Synthesis and spectroscopy of organometallic compounds; Kinetics and mechanisms of organometallic reactions; Homogeneous catalysis; Water as a solvent for organometallic reactions
556 Natural Sciences Complex
Buffalo NY, 14260
Phone: (716) 645-4201
Fax: (716) 645-6963
Our interests lie in reactivity and mechanistic studies of organometallic complexes. Current emphasis is on exploration of organometallic complexes in aqueous environments. Water-soluble phosphine ligands (TPPTS = P(m-C6H4SO3Na)3 or TPPMS = PPh2(m-C6H4SO3K)) can replace PPh3 in almost all organometallic complexes; the resulting complexes are soluble in water. These complexes offer the potential to use organometallic reagents in environmentally-friendly conditions.
One portion of our research is directed toward understanding organometallic complexes in water. Hydrogen bonding and formation of ions are much more important for organometallic complexes in water. Some geometric changes are also noted in aqueous solution in comparison to organic solutions. Although the phosphine ligands are large, in aqueous solution they show a strong tendency to be adjacent. Effect of pH provides a variable that has no analogue in organic solutions.

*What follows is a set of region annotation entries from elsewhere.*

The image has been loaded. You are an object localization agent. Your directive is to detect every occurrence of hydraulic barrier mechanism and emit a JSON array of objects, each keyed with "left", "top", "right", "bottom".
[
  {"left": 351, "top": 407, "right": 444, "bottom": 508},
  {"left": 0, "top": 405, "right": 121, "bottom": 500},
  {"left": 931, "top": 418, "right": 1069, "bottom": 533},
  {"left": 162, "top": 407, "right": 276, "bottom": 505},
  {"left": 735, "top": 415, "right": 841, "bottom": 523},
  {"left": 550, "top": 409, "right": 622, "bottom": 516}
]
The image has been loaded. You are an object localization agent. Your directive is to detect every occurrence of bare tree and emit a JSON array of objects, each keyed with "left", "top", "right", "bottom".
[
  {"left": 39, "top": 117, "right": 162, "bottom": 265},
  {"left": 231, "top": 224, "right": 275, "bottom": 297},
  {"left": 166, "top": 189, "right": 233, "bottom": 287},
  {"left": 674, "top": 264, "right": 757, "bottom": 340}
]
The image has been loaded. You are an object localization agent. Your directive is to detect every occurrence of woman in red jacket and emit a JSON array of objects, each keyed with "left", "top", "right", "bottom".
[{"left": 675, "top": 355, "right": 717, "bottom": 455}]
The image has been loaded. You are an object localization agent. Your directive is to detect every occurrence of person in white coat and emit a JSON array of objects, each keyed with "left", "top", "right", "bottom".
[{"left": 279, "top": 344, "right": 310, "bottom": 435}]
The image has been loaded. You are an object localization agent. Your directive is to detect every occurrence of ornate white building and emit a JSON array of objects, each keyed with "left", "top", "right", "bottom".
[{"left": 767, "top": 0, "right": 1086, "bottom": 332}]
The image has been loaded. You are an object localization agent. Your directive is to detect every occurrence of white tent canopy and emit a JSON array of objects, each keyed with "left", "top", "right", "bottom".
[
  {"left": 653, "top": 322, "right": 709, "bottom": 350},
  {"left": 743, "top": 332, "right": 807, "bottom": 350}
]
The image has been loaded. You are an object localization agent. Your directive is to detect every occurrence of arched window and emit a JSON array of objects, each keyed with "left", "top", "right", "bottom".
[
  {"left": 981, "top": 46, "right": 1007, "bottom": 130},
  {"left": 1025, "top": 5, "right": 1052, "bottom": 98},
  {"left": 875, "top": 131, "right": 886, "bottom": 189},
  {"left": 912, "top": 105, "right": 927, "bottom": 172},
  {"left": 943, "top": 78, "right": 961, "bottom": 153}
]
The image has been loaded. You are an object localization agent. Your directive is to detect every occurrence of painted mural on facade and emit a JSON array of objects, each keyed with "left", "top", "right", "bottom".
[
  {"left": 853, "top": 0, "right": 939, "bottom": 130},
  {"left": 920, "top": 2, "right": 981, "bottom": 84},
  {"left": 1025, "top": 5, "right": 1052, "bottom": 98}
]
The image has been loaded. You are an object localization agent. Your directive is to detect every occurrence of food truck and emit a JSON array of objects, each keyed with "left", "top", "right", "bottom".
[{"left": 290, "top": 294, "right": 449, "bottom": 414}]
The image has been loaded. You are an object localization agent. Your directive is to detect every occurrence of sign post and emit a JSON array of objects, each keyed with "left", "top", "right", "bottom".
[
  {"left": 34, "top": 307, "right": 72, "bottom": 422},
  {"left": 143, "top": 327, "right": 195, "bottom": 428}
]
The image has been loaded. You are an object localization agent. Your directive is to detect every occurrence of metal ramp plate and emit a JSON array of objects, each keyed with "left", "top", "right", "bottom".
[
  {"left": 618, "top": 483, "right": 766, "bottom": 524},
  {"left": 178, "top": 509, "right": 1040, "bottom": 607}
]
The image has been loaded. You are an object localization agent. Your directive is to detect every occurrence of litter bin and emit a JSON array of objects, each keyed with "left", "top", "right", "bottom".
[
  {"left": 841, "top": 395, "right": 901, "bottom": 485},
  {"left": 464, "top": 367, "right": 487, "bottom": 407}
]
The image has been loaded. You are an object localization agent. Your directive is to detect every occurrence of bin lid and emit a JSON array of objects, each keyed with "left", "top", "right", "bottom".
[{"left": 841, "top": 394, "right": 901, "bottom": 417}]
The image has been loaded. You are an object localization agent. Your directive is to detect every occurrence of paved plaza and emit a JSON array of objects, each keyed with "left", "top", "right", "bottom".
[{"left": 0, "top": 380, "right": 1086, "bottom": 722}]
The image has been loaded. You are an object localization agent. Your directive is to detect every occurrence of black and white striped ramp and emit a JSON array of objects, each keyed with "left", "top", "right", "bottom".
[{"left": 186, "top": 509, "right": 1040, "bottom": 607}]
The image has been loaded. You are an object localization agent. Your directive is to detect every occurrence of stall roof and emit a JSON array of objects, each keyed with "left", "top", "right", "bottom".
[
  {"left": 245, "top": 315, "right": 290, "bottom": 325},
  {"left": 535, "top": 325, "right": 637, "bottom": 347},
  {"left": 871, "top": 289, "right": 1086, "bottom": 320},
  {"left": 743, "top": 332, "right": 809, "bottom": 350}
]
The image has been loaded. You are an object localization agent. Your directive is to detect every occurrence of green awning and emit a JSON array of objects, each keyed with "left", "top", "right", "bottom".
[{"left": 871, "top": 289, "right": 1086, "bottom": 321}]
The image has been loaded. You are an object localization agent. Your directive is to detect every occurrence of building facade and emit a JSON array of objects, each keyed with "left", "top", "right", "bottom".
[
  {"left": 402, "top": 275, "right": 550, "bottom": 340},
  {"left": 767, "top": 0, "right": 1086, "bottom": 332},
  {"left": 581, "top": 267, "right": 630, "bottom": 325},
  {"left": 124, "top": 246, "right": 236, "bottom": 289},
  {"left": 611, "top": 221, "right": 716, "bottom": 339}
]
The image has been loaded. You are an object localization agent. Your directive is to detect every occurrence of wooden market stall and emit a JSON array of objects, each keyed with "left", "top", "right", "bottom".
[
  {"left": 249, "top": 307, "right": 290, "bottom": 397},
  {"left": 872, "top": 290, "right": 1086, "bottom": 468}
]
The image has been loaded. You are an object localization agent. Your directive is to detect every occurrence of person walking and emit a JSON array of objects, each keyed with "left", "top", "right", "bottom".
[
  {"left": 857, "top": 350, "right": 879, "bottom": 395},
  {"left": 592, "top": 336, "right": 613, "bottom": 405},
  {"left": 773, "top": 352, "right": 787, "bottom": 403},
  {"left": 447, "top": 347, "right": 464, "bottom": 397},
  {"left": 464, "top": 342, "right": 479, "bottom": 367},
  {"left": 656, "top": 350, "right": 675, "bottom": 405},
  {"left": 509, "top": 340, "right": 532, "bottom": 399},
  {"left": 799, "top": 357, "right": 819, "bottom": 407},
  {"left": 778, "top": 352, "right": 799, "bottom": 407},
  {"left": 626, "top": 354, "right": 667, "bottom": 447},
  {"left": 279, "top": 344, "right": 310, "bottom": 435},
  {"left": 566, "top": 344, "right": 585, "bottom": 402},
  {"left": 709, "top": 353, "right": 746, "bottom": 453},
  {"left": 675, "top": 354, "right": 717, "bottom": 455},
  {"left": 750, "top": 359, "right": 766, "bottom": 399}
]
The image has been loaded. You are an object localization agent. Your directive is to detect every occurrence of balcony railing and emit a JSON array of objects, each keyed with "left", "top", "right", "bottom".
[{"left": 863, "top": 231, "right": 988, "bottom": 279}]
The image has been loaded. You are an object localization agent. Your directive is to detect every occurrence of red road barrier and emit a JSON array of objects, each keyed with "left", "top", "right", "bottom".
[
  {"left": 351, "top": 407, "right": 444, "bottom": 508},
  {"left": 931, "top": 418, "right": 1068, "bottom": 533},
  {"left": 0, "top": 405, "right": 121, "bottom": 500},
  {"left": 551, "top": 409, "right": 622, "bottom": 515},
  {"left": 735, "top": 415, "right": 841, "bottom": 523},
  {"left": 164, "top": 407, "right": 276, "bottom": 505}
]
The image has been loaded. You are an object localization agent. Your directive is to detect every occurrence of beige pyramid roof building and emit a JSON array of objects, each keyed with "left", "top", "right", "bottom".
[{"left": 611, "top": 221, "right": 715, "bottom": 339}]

We are also pursuing reactions in which water is a reactant. Hydration, hydrolysis, water-gas shift reactions, etc. are important catalytic reactions that involve water as a reactant. Such reactions could be facilitated in aqueous solution.
Our research is basic in the search for understanding of organometallic complexes in water, but has direct applications in important catalytic reactions.